Gli esperimenti sono stati condotti sottoponendo le piante a stress idrico simulato utilizzando il mannitolo, una sostanza che riduce la disponibilità di acqua nel terreno. Di 80 linee di piante modificate (anche dette transgeniche) prodotte, due sono state selezionate come esprimenti CprISPS, e sono state chiamate CprISPS-60 e CprISPS-68. Queste due linee vegetali sono state fatte crescere assieme a una linea chiamata Col-0, ossia la forma originale, senza modifiche, di A. thaliana, per comparare le differenze fra le forme modificate e quella nativa.
I risultati
Quello che è stato osservato è che le piante non solo sopravvivevano meglio in condizioni di scarsa acqua, ma mostravano anche tassi di germinazione, di crescita e di fotosintesi superiori. Come si vede nei grafici, CprISPS-60 e CprISPS-68 avevano dei tassi di germinazione e di inverdimento dei cotiledoni, ossia delle primissime foglioline che emergono dal seme durante la germinazione, maggiore di Col-0 in condizioni di stress idrico, ossia all’aumentare della concentrazione di mannitolo.

Mostravano anche una maggiore efficienza nell’uso dell’acqua rispetto a quelle non modificate. Infatti, dopo la germinazione e in fase di crescita, è stato anche determinato il contenuto di clorofilla delle diverse piante modificate, un valore spesso utilizzato come indicatore della risposta alla scarsità di acqua.
In questo modo, i ricercatori e le ricercatrici hanno potuto sperimentare se il gene CprISPS per la isoprene sintetasi è in grado di migliorare la tolleranza alla siccità e se la tolleranza persiste durante la crescita e lo sviluppo della pianta o è specifica di una fase particolare. Infatti, grazie a queste modifiche, le piante transgeniche CprISPS-60 e CprISPS-68 hanno ridotto la perdita d’acqua e migliorato la loro sopravvivenza in condizioni di stress idrico.
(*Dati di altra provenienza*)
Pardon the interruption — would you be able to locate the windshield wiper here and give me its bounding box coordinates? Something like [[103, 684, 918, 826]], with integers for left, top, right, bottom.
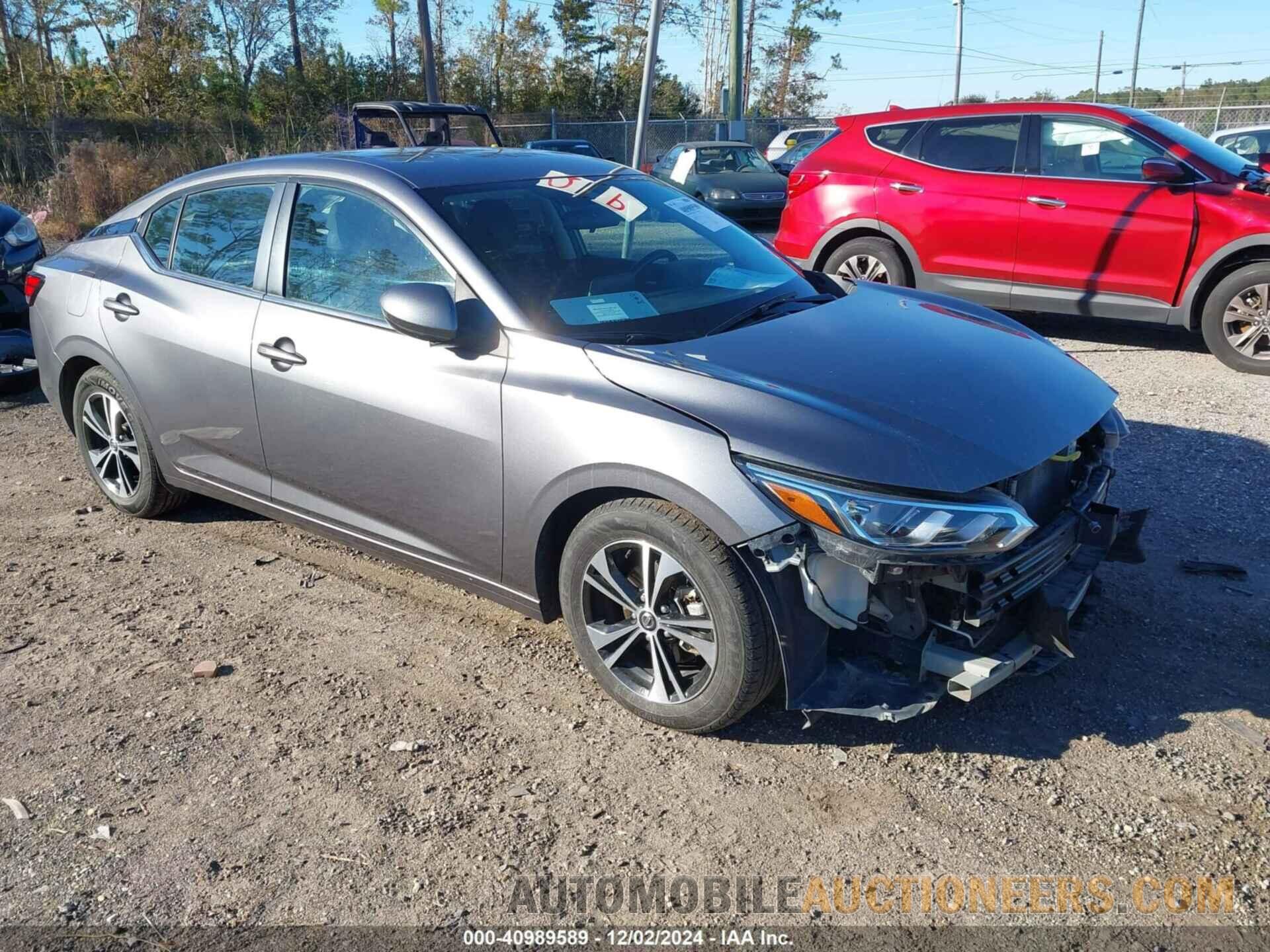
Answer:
[[706, 294, 837, 338], [578, 330, 679, 344]]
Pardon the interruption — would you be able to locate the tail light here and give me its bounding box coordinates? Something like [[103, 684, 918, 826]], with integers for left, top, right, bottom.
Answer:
[[788, 171, 829, 202], [22, 272, 44, 306]]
Questo studio evidenzia il potenziale dell’ingegneria genetica per creare colture più resilienti, osservando direttamente la natura. La C. prunifera dimostra come le soluzioni evolutive delle piante possano diventare una fonte di ispirazione da cui prendere spunto per adattarsi al cambiamento climatico, suggerendo nuove applicazioni utili nel settore agricolo e per gestire una possibile insicurezza alimentare futura.